Two articles, two insights [Bryan]

Two thoughtful articles came out last month, each dealing with the topic of adult care-giving. One article, "Letting Go of My Father," by Jonathan Rauch, appeared in last month's Atlantic. The other, "On spectrum: My daughter, her autism, our life," by Sallie Tisdale, appeared in last month's Harper's. The first article talks about caring for an aging parent, the second talks about caring for an adult daughter with autism. It was useful to compare and contrast what these articles had to say. Both, for example, talked about how difficult it is for adult caregivers when roles begin to blur, the role of adult and child, for example, or carer and cared-for.

In the end, two things really touched me. First, Tisdale writes about how parents with disabled children learn to give up on their dreams and expectations for their children.

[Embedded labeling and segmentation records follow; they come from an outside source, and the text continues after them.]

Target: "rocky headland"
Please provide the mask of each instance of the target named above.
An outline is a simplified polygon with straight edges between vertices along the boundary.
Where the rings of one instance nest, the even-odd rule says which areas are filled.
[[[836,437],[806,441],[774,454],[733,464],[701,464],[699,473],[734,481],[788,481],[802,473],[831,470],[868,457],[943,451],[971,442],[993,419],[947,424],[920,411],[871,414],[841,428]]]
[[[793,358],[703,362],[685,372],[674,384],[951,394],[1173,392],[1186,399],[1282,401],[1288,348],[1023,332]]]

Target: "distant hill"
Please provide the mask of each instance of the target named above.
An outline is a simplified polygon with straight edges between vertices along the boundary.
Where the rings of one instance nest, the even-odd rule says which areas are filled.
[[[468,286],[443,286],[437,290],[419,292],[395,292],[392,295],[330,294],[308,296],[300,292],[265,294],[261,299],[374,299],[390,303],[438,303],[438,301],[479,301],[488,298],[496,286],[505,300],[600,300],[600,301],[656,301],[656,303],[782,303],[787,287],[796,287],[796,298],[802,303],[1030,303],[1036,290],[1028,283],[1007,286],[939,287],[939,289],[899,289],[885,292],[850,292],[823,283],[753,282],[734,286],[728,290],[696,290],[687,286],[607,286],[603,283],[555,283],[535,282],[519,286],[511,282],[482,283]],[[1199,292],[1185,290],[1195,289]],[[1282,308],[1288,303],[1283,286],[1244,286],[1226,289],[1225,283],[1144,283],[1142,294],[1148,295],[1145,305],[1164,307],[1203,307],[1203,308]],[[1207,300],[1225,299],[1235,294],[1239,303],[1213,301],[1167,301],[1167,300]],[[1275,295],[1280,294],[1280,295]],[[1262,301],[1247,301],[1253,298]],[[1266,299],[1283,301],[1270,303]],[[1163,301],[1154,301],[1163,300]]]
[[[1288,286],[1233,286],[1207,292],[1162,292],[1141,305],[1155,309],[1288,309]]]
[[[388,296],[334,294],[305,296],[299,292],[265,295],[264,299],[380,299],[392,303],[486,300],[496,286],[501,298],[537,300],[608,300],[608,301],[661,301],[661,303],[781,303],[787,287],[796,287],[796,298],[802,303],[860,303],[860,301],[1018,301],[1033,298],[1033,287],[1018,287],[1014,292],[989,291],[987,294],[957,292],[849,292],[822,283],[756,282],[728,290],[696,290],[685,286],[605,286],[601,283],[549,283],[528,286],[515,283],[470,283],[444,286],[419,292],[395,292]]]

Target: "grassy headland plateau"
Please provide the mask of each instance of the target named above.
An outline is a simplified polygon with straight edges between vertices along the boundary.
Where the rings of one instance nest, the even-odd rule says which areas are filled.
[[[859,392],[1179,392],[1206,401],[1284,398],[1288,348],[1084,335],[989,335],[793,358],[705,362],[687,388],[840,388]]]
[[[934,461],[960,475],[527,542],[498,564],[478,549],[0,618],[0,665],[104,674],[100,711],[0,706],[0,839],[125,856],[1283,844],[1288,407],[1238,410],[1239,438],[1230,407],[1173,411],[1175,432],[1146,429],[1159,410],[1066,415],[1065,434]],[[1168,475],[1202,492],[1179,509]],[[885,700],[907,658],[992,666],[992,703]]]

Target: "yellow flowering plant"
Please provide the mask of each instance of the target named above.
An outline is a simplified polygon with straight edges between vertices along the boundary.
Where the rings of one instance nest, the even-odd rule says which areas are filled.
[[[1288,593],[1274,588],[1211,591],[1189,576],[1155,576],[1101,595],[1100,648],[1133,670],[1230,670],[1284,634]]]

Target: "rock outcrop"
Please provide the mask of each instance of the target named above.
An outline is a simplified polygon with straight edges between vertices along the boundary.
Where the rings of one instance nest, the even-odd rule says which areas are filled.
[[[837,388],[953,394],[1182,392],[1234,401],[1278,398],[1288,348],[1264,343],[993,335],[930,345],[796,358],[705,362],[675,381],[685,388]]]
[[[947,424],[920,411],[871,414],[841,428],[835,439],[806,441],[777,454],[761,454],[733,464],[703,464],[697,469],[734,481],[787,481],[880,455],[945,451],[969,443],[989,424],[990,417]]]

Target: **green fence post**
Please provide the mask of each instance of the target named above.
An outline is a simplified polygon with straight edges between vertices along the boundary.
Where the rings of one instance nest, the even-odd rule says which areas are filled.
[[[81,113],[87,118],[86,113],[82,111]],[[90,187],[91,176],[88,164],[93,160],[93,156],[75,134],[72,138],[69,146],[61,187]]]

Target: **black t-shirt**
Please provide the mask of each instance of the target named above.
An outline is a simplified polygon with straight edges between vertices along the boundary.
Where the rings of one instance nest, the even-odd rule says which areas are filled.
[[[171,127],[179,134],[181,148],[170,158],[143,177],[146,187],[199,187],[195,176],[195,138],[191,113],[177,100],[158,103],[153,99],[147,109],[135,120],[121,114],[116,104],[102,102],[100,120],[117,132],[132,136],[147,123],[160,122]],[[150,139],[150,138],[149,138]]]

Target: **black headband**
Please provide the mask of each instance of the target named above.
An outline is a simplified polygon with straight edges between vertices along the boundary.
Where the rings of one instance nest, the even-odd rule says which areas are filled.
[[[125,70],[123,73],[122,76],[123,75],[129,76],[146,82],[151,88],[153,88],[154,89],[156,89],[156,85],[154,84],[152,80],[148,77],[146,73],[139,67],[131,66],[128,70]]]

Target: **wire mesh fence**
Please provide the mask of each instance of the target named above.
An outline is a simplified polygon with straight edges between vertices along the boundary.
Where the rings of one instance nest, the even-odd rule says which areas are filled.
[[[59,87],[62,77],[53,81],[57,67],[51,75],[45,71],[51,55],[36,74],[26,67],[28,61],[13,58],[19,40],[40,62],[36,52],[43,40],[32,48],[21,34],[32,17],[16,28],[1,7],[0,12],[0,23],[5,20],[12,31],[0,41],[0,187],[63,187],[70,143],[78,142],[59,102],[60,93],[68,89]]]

Ambivalence is a normal state for me. It is hard to articulate what I seem to have lost, because it is something I never had. Annie was never going to go to law school—we knew that. Eventually we knew she was not even going to drive a car. What I miss is something vague and dreamy about a daughter growing up. I have fantasies of high school girls giggling in a bedroom behind a closed door, of long phone calls. I feel grief for the past, for all that there was none of, and grief for the future, for what there may be none of yet to come. Every parent loses a child, several children, as each successive child passes into the next—the chrysalis of the infant becomes the toddler, the toddler gives way to the child, the child to the youth and finally the adult. This is one element of being a parent, of being alive, though there is an enduring sorrow in realizing not that the child has died but that the adult anticipated will never be born.
In Rauch's piece, I was touched by how accepting assisted living, accepting dependency, can be seen as the last act of parental care and affection. Rauch talks of the difficulties involved with caring for his aging, dying father: cleaning up his father's poop, spending whole days at the doctor's offices, receiving panicked calls from his father's worried neighbors, and so forth. His father, afflicted with Parkinson's, insisted on his independence until it became too much:
As I reached my own breaking point...my father caught sight of my distress. He would not accept assisted living on his own account, but when I told him that he was already in assisted living but that I was the assistance; that I was overwhelmed, underqualified, and barely hanging on emotionally; that I wanted to be his son again, not a nurse and nag and adversary—when I told him all that, and when his sister and the social worker chimed in, he acceded. He was still, after all, my father, and it was still his job, he understood, to care for me....Another phase of the story then unfolded, ending with his death in December. His last gesture to me, so very characteristic, was to wave me away. He wanted me to go on with my life rather than hover by his bedside.
Accepting help was his father's final act of love, his final way of taking care of his son, his final act of fatherly sacrifice, stricken and dying as he was.